Temple University

Week 13: Reading, Question for Class, and In The News…

Reading: Dyrmose, M. (2013). Beating the IPS. SANS Institute InfoSec Reading Room.  The paper: describes how to build an intrusion protection system research laboratory, introduces four evasion techniques, and illustrates how to use three of them in various combinations to avoid detection by 1 open source and 5 commercial intrusion protection systems (IPSs) to execute a successful web-based information security exploit.  The techniques include: Obfuscation, Fragmentation (including overlapping, reassembly order, and timeout variants), and Protocol violations.  The article demonstrated that the simple one-exploit attacks were detected by most of the IPSs, but particular combinations could be formulated to bypass any one of them.
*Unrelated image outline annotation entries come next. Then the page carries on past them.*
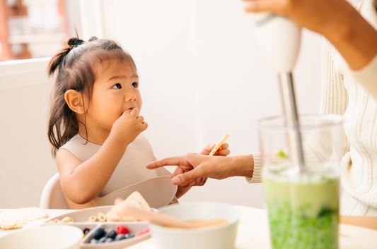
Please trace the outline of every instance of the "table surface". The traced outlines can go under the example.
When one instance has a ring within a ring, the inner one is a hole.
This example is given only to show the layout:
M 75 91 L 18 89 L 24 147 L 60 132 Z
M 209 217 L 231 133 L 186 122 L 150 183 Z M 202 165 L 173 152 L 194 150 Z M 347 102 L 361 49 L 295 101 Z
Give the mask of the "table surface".
M 241 212 L 235 249 L 270 248 L 269 232 L 267 212 L 263 209 L 236 206 Z M 47 209 L 49 217 L 64 214 L 75 210 Z M 6 209 L 0 209 L 6 212 Z M 40 226 L 44 219 L 25 225 L 24 229 Z M 16 232 L 20 229 L 0 229 L 0 237 Z M 377 230 L 340 224 L 340 249 L 377 248 Z M 150 238 L 127 249 L 158 249 L 153 238 Z

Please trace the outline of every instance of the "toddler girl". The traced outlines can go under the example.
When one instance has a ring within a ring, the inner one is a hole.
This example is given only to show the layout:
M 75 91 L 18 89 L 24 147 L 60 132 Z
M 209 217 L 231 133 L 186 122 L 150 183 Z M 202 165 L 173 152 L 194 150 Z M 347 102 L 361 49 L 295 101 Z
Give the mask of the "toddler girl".
M 170 176 L 164 168 L 145 167 L 156 158 L 140 135 L 148 124 L 139 116 L 139 78 L 132 58 L 119 44 L 70 38 L 47 71 L 50 76 L 57 71 L 48 136 L 69 208 L 113 205 L 115 198 L 127 197 L 127 187 Z M 201 154 L 209 154 L 214 146 L 205 146 Z M 228 154 L 227 148 L 224 144 L 217 154 Z M 148 190 L 168 200 L 165 205 L 178 202 L 190 188 L 177 189 L 169 178 L 173 195 L 160 185 Z

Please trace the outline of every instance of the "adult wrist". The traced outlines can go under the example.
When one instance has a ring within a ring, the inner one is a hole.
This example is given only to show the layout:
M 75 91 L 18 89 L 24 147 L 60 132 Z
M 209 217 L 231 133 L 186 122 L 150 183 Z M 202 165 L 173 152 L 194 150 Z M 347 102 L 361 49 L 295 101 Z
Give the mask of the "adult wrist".
M 232 176 L 253 177 L 254 159 L 253 155 L 230 157 L 231 169 L 233 169 Z

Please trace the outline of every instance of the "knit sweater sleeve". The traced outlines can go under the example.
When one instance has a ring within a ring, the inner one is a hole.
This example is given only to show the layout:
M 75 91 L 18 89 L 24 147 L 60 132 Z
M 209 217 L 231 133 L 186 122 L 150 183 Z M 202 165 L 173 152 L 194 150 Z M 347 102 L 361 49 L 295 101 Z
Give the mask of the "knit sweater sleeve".
M 246 177 L 249 183 L 262 183 L 262 155 L 260 153 L 253 153 L 254 158 L 254 169 L 252 177 Z
M 320 114 L 344 115 L 349 104 L 348 92 L 344 87 L 343 75 L 337 73 L 332 52 L 335 48 L 326 39 L 322 44 L 322 90 Z M 349 141 L 343 130 L 342 154 L 349 151 Z
M 354 78 L 377 101 L 377 54 L 360 70 L 352 71 Z

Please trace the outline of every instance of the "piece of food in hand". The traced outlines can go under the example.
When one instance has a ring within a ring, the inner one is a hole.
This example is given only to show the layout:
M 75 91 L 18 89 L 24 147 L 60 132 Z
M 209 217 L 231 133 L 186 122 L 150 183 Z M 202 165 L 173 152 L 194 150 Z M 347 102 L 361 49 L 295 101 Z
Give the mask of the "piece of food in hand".
M 47 217 L 47 212 L 40 207 L 18 208 L 0 214 L 0 229 L 21 229 L 28 222 Z
M 135 191 L 129 195 L 129 196 L 124 200 L 123 203 L 140 208 L 143 210 L 151 212 L 151 207 L 149 207 L 148 202 L 146 202 L 145 199 L 138 191 Z M 120 216 L 116 212 L 116 207 L 117 205 L 112 207 L 111 210 L 106 214 L 108 221 L 137 221 L 137 219 L 134 217 Z
M 216 152 L 219 150 L 220 147 L 221 147 L 222 145 L 225 142 L 225 140 L 228 139 L 228 137 L 229 137 L 229 134 L 225 133 L 224 137 L 219 141 L 219 142 L 215 145 L 215 147 L 212 149 L 212 151 L 211 151 L 211 153 L 209 153 L 210 156 L 213 156 L 215 154 Z

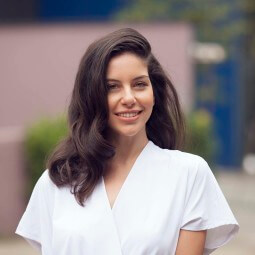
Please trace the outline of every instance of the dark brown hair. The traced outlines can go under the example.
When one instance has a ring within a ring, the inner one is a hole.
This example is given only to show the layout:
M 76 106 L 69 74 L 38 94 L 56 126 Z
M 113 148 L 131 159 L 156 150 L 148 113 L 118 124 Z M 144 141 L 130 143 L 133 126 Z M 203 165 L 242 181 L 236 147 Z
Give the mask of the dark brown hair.
M 106 71 L 113 56 L 125 52 L 144 59 L 155 97 L 146 123 L 149 140 L 164 149 L 178 149 L 184 123 L 175 88 L 151 53 L 144 36 L 131 28 L 117 30 L 93 42 L 81 59 L 68 109 L 69 135 L 49 157 L 47 168 L 57 186 L 69 185 L 80 205 L 103 175 L 115 148 L 107 141 Z

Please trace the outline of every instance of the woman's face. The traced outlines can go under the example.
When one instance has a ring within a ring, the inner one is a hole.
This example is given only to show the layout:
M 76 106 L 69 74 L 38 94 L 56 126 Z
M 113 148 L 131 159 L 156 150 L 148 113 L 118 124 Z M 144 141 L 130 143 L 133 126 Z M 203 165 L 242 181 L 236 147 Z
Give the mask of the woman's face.
M 113 57 L 107 68 L 108 126 L 114 135 L 146 135 L 154 96 L 146 62 L 132 53 Z

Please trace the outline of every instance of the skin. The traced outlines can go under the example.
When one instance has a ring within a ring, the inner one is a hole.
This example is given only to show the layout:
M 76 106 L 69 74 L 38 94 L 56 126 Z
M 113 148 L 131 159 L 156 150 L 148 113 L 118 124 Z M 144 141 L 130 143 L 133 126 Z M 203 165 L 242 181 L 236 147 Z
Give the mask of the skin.
M 147 64 L 131 53 L 111 59 L 107 68 L 109 141 L 116 147 L 115 156 L 107 162 L 104 183 L 110 206 L 121 189 L 136 158 L 148 143 L 145 125 L 154 106 L 152 84 Z M 117 112 L 142 110 L 139 118 L 123 122 Z M 127 150 L 128 148 L 128 150 Z M 206 231 L 180 230 L 176 255 L 202 255 Z
M 175 255 L 203 255 L 206 230 L 180 230 Z

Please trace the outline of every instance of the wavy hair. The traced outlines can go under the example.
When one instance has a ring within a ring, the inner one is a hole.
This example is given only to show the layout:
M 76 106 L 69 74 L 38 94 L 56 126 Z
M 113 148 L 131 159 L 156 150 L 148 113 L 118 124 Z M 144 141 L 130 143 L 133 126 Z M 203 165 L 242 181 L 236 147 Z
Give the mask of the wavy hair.
M 84 206 L 115 154 L 107 141 L 108 104 L 106 71 L 112 57 L 130 52 L 146 61 L 155 104 L 146 123 L 149 140 L 164 149 L 179 149 L 184 120 L 176 90 L 151 52 L 147 39 L 131 28 L 112 32 L 93 42 L 81 59 L 68 108 L 68 136 L 47 161 L 51 180 L 68 185 Z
Question for the Class:  Did you know that: “99% of all successful attacks/breaches involve a vulnerability that is at least 1 year old”, and “ 90% of all breaches involve a vulnerability from 7 years or older”?  (From: http://www.coresecurity.com/videos/what-your-scanner-isnt-telling-you)

InTheNews: Shackelford, S.J. (2015-10-30) Another ‘Back to the Future’ Moment – 27 Years After the World’s First Cyber Attack.  Twenty-seven years ago (1988) a Cornell University grad student (Robert Morris) launched the first “Internet worm” from MIT. Meant to measure the size of the Internet, the worm morphed into a denial of service exploit copying itself onto many of the 60,000 computers connected to the Internet. The worm caused between $100,000 to $10 million in damages. Morris received 3 years of probation and a $10,050 fine,  and note as “the world’s first cyber attacker” prosecuted under the Computer Fraud and Abuse Act. He is now a tenured MIT professor and dot-com millionaire. Today, there are > 9 billion devices and >3 billion people online.  Positive outcomes traceable to Morris’ exploit include: Carnegie Mellon University’s Cyber Emergency Response Team (CERT), proactive cybersecurity best practices, and the NIST Cybersecurity Framework. The government of Australia reports success in preventing 85% of cyberattacks based on following 3 common sense techniques: (1) Only permitting pre-approved programs to operate on networks (i.e. application whitelisting), (2) regular patching of operating systems and applications, and (3) minimizing the number of people on the network with admin privileges.